# Copyright 2026 IPSL / CNRS / Sorbonne University
# Authors: Kazem Ardaneh
#
# This work is licensed under the Creative Commons
# Attribution-NonCommercial-ShareAlike 4.0 International License.
# To view a copy of this license, visit
# http://creativecommons.org/licenses/by-nc-sa/4.0/
"""
Dataset module for RTnn radiative transfer neural network framework.
This module provides the DataPreprocessor class for loading, preprocessing,
and normalizing NetCDF climate data for training and evaluating neural network
emulators of atmospheric radiative transfer.

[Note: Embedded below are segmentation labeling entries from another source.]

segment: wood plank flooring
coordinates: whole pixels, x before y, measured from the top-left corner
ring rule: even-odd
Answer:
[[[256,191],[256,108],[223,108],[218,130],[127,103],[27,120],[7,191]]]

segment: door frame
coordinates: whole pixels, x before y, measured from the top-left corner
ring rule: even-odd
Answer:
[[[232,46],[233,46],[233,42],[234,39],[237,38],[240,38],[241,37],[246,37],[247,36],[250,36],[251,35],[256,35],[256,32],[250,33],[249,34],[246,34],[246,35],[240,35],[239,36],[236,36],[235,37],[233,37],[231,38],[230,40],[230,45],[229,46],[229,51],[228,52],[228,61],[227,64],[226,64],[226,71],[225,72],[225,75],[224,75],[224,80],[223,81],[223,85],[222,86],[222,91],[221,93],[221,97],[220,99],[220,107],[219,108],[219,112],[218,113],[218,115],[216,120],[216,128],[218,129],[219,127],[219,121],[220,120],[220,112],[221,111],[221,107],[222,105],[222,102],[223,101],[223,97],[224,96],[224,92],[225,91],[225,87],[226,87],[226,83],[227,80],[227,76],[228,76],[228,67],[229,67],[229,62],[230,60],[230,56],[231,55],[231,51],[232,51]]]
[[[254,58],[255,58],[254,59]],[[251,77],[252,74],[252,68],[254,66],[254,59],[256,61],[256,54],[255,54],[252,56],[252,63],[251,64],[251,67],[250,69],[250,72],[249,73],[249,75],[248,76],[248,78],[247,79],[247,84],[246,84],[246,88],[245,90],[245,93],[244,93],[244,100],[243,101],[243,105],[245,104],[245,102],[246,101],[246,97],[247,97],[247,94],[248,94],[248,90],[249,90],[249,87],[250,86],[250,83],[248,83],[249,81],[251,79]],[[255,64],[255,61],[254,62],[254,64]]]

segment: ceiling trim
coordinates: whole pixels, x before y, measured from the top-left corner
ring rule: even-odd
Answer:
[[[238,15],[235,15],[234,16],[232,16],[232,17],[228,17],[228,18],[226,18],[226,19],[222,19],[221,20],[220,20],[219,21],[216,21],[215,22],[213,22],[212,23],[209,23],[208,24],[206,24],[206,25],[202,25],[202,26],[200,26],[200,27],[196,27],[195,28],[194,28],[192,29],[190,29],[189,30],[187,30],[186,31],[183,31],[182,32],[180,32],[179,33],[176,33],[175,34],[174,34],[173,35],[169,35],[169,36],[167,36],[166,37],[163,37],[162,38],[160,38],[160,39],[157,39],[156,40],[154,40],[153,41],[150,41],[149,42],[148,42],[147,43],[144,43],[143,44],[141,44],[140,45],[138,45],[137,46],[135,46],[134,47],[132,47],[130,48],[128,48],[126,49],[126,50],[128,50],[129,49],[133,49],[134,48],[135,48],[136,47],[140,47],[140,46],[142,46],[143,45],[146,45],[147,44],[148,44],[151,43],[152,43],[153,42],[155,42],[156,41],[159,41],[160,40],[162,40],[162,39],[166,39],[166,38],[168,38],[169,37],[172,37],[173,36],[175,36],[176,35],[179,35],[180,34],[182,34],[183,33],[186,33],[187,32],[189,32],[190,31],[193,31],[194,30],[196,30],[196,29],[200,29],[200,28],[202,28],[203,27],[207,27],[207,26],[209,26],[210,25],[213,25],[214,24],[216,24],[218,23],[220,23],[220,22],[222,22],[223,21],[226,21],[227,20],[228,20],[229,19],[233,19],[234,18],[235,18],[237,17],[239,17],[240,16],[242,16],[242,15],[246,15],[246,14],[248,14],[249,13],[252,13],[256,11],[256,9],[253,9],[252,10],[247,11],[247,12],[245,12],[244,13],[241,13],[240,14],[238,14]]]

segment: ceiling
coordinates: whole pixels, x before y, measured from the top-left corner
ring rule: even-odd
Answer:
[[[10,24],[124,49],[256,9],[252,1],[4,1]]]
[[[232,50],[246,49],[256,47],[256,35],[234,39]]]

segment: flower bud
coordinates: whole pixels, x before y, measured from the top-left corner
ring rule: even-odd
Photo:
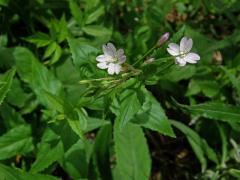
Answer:
[[[163,45],[169,39],[169,32],[164,33],[158,40],[157,46]]]

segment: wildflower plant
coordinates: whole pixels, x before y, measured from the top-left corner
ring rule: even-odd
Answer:
[[[239,179],[223,1],[0,0],[0,179]]]

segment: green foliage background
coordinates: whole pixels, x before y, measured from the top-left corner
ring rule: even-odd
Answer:
[[[0,179],[239,179],[239,12],[237,0],[0,0]],[[103,44],[134,64],[164,32],[191,37],[200,62],[96,67]]]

The module handles complex data
structures including multiple years, spatial and temporal batching, and various
normalization techniques.
The DataPreprocessor is designed to work with Land Surface Model (LSM) data
containing variables such as:
- Cosine of solar zenith angle (cosz)
- Leaf area index (lai)
- Single scattering albedo (ssa)
- Surface reflectance (rs)
- Radiative transfer outputs (collimated albedo/transmittance, isotropic albedo/transmittance)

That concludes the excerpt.